La lucha entre Trump y el establishment no es simplemente una cuestión electoral. No se trata de una contienda entre dos partidos o entre dos visiones del futuro. Lo que está en juego es la continuidad de un sistema cuidadosamente diseñado para servir a los intereses de unos pocos, mientras que los muchos son pacificados con la ilusión de que sus voces tienen un impacto real. Trump, con todas sus imperfecciones y defectos, representa la grieta en ese sistema. Su mera existencia pone en evidencia que el mecanismo que ha permitido a las élites mantener su poder no es invulnerable.
En última instancia, un sistema basado en el control y la manipulación de las percepciones no puede permitir que una figura, según ellos tan errática altere el equilibrio. La estabilidad, para estas élites, es un bien supremo que debe ser preservado a toda costa.
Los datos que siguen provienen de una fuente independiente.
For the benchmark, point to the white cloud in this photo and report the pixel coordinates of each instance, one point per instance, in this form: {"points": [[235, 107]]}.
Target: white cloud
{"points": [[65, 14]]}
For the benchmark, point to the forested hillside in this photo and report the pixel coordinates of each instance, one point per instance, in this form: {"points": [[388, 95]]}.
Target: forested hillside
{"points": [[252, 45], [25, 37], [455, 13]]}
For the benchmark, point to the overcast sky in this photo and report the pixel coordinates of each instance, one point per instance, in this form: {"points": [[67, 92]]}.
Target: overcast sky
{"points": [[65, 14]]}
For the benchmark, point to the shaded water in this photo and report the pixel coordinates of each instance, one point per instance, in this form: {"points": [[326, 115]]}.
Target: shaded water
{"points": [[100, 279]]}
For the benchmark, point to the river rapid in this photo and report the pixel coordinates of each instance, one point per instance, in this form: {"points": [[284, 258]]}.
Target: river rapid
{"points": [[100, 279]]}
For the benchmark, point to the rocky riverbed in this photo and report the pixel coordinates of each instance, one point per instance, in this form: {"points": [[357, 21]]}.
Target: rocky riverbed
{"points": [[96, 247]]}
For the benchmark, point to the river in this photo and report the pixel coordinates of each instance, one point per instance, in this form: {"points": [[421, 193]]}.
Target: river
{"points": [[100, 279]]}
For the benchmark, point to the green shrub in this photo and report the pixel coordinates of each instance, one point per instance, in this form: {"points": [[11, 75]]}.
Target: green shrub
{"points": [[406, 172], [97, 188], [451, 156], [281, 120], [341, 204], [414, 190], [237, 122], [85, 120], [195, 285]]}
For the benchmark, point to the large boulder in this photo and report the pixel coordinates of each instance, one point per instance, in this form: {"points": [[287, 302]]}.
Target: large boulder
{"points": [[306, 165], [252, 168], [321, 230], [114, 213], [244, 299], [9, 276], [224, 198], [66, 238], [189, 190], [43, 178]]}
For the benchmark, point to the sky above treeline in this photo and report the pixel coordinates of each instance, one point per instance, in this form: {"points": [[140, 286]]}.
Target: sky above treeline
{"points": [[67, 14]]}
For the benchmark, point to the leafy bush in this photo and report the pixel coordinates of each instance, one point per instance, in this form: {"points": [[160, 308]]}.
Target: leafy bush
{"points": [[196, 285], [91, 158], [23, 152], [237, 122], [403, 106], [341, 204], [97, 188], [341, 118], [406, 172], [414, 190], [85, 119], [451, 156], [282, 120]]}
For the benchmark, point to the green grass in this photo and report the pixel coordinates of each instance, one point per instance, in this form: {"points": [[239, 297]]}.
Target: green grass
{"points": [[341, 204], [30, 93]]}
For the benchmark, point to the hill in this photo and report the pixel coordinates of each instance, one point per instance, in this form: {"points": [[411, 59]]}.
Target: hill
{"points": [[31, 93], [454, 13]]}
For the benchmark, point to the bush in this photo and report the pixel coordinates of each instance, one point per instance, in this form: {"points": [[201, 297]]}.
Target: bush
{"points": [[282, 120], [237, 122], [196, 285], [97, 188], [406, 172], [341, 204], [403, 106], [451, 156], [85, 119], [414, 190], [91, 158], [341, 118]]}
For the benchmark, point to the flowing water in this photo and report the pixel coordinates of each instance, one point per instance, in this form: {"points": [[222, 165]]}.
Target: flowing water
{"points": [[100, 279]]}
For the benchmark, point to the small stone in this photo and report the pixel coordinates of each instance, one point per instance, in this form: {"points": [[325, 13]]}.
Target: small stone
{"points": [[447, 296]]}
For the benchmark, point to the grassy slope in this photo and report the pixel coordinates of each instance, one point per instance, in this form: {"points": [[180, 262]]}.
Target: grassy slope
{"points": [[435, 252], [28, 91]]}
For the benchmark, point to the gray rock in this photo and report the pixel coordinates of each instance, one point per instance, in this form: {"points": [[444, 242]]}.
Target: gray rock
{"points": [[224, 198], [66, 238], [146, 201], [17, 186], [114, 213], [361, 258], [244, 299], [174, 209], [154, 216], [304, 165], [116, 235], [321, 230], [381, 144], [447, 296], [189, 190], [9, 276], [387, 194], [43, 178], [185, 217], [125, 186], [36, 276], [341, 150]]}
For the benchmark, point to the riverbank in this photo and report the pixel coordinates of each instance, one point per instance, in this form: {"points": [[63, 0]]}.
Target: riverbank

Así, lo que estamos presenciando no es una simple pugna por el poder, sino un enfrentamiento más profundo: entre la perpetuación de un sistema que funciona en las sombras y la posibilidad de que algo distinto, aunque incierto, pueda emerger. Las élites saben que, si Trump no es neutralizado, como perece que incitaron con su intento de asesinato, su mera existencia podría desbaratar una maquinaria que ha operado durante tanto tiempo, casi sin oposición. El desafío de Trump no es un evento aislado; es una señal de que los engranajes del poder, aunque invisibles, no son inquebrantables, y que el equilibrio sobre el que se ha construido el sistema puede ser mucho más frágil de lo que sus arquitectos jamás quisieron admitir.